I am currently reading through the proof of the Doob-Meyer deocomposition and came across this statement:
Assume that $(A_t)_{t \in [0,1]}$ is a right continuous stochastic process. If $D$ is a countable dense subset of $[0,1]$, e.g. $D=\mathbb{Q} \cap [0,1]$, and for all $t,t' \in D$ with $t \leq t'$ we have $$A_t \leq A_t' \text{, P-a.s. }, $$ Then the trajectories of $A$ are almost surely increasing, i.e. the set $$\{\omega: t \mapsto A_t(\omega) \text{ is increasing}\}$$ contains a set of probability one.
I do not know how to prove this statement, since it was not proved inside the proof, so I assume it should be easy. But I still cannot see why it holds. Does anyone know how to prove this?
Thanks a lot in advance!
Since the set of rationals is countable, the inequality you have holds almost surely for all rational $t, t'$. Note the difference in the position of the quantifier "almost surely" between your inequality and what I stated above.

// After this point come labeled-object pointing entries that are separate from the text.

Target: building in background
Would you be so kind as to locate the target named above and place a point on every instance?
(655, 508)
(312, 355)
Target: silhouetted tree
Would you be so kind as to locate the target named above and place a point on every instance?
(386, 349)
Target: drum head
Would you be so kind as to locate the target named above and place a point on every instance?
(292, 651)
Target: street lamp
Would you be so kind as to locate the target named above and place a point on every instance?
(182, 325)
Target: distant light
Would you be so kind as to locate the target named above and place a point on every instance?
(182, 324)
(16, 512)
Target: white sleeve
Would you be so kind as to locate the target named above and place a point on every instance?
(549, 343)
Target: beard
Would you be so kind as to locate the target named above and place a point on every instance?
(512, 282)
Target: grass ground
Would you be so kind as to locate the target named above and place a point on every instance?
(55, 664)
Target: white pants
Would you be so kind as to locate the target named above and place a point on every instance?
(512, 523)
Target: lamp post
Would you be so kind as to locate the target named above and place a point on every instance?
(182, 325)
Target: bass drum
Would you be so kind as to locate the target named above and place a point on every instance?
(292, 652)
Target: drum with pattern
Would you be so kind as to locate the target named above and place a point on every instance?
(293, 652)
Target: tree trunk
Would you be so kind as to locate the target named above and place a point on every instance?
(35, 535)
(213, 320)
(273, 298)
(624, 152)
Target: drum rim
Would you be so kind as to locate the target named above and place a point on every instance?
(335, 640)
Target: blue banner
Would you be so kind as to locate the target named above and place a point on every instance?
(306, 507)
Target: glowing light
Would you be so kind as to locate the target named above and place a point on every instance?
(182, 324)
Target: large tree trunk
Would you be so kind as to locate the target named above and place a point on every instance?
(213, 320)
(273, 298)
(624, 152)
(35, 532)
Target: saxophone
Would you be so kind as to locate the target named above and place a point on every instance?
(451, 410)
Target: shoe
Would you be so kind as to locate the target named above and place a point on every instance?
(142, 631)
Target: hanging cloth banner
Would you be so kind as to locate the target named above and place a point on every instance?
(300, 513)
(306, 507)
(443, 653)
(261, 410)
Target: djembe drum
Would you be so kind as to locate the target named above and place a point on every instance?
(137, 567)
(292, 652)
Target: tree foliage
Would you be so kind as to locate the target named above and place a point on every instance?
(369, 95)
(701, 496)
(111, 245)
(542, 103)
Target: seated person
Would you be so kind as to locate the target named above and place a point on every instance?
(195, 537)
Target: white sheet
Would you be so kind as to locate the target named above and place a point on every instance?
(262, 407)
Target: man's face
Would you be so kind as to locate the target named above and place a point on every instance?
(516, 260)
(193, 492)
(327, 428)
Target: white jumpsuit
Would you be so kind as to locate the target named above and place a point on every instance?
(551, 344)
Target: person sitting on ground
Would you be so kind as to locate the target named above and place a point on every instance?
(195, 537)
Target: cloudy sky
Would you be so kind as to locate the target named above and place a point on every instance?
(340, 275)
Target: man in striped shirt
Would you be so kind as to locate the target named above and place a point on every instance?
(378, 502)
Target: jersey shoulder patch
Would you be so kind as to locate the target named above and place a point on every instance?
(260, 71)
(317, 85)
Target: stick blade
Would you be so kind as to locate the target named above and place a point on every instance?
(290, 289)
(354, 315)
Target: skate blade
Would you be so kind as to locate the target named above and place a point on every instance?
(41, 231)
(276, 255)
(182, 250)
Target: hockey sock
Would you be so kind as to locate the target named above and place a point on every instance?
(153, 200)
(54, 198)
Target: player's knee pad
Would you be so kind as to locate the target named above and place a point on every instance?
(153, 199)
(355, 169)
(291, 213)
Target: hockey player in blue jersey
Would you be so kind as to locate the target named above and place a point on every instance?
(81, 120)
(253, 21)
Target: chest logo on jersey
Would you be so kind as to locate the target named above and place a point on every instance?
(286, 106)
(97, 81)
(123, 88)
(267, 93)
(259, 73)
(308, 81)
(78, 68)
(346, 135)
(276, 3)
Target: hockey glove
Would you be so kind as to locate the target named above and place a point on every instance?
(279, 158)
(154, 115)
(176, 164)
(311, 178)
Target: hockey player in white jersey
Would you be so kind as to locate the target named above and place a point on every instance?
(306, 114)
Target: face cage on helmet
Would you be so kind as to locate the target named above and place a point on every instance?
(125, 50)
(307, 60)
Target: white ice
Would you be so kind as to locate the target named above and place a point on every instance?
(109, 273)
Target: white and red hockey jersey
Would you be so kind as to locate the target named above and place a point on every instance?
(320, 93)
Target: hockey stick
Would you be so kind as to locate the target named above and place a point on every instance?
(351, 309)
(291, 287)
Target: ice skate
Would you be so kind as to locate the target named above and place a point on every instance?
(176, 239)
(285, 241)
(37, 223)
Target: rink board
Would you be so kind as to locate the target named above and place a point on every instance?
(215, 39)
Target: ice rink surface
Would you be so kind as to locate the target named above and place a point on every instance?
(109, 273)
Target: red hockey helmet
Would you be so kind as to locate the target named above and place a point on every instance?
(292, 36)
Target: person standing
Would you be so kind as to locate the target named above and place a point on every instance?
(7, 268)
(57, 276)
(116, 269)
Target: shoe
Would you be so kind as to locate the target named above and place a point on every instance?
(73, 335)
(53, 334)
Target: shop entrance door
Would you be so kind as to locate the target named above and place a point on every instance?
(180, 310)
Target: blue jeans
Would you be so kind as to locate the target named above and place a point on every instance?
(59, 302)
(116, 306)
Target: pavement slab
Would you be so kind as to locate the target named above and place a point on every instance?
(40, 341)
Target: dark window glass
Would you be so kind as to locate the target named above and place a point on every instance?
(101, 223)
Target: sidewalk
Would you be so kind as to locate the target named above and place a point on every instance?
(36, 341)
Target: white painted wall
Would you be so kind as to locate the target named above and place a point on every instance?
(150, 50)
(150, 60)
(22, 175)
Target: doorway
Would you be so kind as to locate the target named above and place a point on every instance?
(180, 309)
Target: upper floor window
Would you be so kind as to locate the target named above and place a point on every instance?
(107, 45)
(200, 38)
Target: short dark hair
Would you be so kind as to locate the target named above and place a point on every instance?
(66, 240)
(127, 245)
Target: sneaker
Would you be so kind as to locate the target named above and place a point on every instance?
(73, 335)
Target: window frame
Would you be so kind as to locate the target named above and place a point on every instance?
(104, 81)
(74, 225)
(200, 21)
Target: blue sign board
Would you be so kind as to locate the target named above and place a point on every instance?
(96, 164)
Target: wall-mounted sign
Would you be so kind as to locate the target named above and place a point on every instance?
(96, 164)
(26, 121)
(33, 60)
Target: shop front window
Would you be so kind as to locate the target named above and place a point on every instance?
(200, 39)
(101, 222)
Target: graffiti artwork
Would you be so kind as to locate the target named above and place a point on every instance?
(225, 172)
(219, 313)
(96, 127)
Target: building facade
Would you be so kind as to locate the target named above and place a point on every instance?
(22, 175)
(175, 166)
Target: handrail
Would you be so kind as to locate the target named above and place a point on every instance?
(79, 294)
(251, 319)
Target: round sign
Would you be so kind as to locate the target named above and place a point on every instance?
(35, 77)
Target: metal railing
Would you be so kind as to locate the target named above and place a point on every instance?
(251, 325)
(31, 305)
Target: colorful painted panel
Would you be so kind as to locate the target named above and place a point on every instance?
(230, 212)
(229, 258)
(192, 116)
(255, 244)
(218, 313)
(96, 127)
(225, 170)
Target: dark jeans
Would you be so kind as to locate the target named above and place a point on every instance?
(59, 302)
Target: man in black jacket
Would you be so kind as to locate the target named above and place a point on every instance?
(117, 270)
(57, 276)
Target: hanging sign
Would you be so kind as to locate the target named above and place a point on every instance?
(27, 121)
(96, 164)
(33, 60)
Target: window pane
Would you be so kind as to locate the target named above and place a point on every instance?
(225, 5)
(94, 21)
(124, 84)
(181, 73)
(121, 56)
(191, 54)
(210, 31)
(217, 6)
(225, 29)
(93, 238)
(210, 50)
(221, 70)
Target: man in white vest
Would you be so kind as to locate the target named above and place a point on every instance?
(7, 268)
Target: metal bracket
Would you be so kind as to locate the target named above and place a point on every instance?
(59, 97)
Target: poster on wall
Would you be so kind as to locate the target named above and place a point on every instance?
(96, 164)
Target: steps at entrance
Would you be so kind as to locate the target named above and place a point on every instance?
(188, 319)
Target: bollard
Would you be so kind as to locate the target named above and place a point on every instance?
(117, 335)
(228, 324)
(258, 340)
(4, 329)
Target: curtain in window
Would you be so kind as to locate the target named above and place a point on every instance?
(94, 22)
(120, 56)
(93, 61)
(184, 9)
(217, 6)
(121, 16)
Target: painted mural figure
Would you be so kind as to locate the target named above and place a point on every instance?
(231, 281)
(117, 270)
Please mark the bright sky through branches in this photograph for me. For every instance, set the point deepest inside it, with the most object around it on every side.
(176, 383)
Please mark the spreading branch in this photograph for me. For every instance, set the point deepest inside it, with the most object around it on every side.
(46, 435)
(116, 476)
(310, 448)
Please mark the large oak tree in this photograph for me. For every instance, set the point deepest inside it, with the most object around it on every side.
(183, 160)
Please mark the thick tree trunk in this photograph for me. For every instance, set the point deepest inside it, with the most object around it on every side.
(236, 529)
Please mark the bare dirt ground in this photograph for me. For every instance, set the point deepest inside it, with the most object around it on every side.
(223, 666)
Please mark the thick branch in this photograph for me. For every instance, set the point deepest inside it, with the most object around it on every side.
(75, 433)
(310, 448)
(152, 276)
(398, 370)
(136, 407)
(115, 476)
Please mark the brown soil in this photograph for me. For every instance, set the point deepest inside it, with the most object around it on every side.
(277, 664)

Then fix some $\omega$ in this full measure set and two arbitrary time points $t<s$. Since the paths are right-continuous, you can express $A_t(\omega)$ as $\lim A_{t_n}(\omega)$ with $t_n$ rational for every $n$. You can do the same for $A_s(\omega)$. Since $A_{t_n}(\omega) \leq A_{s_n}(\omega)$ (you can choose your sequences to make sure this is true), it follows that $A_{t}(\omega) \leq A_{s}(\omega)$.